Update: Also, Pontiac’s Rebellion immediately after the French and Indian War was prompted in part by harsh British treatment of Native American tribes, a point I had long forgotten. The three-year war did result in the British halting westward expansion by the colonials, but that was a temporary policy even in theory, and in reality didn’t last long at all.

Update: After the French and Indian War, the territory west of the Mississippi passed to the control of Spain, but was mainly settled (very sparsely) by the French. Napoleon reacquired it in 1800. Thanks to Twitter user Socrates for the reminder/correction — but it still leaves everything west of the Mississippi in the hands of a foreign power unlikely to sell it to the British.
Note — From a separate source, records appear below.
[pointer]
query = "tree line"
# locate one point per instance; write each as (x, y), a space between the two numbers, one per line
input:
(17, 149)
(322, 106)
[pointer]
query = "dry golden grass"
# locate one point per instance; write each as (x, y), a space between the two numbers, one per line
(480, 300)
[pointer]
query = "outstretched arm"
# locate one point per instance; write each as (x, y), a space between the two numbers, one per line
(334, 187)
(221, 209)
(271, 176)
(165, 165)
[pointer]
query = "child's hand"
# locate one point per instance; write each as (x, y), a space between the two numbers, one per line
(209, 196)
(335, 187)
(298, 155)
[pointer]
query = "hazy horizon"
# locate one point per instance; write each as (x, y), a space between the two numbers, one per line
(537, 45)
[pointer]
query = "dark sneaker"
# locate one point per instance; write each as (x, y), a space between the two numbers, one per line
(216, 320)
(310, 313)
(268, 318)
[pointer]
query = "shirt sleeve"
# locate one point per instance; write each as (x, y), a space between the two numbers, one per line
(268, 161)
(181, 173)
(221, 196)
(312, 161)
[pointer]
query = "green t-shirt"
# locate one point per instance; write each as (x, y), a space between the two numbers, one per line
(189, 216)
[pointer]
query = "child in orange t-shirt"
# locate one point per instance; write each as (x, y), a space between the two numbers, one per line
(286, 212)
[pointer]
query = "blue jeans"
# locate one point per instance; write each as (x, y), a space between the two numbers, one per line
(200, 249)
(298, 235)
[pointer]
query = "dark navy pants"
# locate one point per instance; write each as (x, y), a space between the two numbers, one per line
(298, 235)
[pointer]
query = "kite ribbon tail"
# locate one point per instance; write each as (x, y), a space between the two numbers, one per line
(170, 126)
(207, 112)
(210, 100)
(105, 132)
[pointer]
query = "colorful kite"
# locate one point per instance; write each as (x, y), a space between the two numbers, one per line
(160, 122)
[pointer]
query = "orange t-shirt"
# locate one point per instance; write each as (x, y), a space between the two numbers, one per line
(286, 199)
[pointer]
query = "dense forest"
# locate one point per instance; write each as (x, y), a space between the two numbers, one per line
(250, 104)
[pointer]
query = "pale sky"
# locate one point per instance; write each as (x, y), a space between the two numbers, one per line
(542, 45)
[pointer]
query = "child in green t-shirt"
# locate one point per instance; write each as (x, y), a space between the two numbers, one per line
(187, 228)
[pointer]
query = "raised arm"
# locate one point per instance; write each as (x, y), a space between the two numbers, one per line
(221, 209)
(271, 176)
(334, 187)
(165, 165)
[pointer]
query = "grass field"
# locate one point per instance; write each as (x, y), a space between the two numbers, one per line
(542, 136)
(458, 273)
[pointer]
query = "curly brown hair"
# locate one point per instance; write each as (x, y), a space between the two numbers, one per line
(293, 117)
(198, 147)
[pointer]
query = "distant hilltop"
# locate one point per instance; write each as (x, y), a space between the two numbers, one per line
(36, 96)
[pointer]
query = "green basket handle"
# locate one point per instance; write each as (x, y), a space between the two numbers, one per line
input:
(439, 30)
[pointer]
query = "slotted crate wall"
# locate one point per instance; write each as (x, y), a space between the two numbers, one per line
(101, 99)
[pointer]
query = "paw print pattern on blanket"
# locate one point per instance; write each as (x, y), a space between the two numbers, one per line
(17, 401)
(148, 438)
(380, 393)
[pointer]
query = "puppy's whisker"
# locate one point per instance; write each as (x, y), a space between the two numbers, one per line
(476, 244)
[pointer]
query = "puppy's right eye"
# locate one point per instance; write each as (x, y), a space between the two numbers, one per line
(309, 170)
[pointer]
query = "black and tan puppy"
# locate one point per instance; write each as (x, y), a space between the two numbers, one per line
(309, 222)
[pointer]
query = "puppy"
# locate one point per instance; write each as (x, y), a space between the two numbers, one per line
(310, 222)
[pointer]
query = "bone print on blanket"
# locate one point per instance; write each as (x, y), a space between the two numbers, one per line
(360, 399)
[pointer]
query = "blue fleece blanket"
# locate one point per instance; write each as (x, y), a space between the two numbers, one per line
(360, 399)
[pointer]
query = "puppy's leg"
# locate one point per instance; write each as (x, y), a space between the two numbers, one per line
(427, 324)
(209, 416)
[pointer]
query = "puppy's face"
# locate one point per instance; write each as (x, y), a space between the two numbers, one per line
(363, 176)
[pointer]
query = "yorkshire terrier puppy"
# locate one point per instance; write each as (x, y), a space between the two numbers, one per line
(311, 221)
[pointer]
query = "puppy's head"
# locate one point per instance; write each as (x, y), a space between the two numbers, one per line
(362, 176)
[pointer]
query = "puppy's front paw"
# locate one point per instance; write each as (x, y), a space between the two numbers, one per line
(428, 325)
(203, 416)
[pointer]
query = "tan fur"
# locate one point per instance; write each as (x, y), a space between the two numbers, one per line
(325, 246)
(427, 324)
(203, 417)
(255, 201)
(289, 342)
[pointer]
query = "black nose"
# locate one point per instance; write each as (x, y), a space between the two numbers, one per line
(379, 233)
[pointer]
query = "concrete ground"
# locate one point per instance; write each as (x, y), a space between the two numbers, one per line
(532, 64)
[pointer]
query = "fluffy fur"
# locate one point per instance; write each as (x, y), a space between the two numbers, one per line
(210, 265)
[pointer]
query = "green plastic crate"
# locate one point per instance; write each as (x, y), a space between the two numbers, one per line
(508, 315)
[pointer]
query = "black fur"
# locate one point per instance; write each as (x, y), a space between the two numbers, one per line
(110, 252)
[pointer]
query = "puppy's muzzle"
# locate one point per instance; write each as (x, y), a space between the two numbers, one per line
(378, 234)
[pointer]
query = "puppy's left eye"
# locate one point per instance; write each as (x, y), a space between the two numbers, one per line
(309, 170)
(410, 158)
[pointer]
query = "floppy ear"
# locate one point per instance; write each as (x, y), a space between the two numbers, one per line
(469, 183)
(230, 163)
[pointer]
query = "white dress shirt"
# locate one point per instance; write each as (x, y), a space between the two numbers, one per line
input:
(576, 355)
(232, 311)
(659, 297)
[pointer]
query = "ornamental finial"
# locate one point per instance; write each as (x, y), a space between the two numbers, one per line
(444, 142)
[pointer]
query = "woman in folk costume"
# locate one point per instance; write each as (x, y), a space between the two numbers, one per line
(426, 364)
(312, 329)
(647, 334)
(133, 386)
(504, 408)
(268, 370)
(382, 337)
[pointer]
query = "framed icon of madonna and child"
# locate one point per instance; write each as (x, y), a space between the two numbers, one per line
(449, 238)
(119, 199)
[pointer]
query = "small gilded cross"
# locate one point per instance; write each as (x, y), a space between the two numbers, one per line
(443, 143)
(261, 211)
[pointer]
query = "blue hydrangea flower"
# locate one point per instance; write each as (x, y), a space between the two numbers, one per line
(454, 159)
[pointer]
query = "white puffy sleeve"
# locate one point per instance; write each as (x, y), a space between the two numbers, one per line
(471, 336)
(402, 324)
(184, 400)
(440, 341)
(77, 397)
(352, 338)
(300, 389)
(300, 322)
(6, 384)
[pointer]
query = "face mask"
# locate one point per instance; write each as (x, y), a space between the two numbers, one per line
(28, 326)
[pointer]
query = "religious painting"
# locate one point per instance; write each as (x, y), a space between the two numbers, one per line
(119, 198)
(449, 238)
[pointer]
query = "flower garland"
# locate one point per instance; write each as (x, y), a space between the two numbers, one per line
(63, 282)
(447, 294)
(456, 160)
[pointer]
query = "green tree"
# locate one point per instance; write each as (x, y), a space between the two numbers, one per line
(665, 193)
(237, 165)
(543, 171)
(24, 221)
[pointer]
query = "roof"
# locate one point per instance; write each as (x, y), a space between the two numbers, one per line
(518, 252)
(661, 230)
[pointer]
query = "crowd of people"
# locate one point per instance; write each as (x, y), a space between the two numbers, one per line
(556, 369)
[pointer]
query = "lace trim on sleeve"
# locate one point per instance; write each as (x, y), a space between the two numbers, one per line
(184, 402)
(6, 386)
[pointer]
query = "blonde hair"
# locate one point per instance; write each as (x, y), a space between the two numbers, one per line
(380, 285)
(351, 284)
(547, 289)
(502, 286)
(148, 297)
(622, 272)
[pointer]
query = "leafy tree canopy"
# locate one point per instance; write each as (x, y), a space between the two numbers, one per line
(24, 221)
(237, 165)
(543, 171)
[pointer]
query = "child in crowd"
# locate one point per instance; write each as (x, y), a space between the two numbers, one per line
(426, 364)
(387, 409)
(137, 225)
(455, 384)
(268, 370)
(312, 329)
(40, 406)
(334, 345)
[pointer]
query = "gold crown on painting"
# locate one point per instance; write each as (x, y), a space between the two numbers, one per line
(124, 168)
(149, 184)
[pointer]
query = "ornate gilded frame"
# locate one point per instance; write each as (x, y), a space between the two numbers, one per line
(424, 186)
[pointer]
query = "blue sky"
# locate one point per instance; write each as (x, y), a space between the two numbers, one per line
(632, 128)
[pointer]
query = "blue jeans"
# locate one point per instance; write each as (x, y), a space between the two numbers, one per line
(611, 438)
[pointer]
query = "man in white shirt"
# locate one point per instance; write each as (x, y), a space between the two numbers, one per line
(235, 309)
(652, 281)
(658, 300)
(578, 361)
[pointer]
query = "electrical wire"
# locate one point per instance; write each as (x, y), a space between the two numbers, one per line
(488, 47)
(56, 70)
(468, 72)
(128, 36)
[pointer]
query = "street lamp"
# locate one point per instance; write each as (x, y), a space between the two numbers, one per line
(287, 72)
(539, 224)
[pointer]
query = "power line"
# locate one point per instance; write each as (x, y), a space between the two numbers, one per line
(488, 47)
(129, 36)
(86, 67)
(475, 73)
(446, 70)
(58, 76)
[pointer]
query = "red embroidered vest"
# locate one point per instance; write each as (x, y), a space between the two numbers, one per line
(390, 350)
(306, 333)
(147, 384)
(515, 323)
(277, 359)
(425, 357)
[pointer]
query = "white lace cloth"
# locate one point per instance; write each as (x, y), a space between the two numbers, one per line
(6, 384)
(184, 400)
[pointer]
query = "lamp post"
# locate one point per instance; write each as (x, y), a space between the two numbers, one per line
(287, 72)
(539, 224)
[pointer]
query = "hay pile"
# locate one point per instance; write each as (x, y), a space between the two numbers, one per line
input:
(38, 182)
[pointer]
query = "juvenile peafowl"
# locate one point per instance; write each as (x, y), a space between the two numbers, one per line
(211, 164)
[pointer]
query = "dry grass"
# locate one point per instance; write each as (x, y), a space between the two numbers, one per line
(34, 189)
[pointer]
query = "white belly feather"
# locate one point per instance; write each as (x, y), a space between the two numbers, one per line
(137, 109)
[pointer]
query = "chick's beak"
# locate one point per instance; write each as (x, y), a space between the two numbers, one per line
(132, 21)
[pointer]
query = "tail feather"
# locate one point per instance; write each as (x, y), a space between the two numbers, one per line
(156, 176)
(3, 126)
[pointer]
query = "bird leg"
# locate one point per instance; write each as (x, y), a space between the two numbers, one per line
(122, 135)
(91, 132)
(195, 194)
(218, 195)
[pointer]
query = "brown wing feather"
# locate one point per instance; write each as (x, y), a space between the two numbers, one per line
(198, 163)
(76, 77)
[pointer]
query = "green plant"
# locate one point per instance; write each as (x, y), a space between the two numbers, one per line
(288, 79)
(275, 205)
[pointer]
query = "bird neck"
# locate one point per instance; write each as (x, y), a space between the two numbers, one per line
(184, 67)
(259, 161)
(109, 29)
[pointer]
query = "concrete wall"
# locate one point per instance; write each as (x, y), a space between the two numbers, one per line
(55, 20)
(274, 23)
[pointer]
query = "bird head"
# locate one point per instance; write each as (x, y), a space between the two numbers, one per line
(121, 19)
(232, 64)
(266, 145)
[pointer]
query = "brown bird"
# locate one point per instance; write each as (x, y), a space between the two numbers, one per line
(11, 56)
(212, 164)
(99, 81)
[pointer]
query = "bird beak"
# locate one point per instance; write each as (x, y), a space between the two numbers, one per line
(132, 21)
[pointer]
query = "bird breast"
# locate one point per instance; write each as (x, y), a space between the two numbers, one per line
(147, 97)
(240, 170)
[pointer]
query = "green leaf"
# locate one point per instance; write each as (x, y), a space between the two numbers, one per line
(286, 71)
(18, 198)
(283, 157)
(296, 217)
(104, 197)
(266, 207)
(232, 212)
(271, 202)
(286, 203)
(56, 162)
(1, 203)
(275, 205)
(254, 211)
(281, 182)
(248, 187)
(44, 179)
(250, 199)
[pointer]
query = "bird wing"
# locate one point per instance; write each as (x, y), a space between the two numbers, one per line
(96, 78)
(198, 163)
Update: One last point on the transferability of the parliamentary system: none of the colonies used it during the period of British rule. They all had governors appointed by the crown, and assemblies elected by the colonists, with a clearly separate executive and legislative branches, although the latter at first tended to have little authority. In some cases, this form of government developed from the corporate-charter beginnings of the colonies. That history no doubt informed the design of the US federal system, which we should note has proven rather resistant to dictatorship as well. Perhaps without the revolution the colonies would have converted to a parliamentary system at some point, but it’s certainly worth noting that it hadn’t happened after more than a century of British rule in any of the 13 colonies by the time of the revolution, nor did it happen in any of them during the revolution or the Articles of Confederacy era.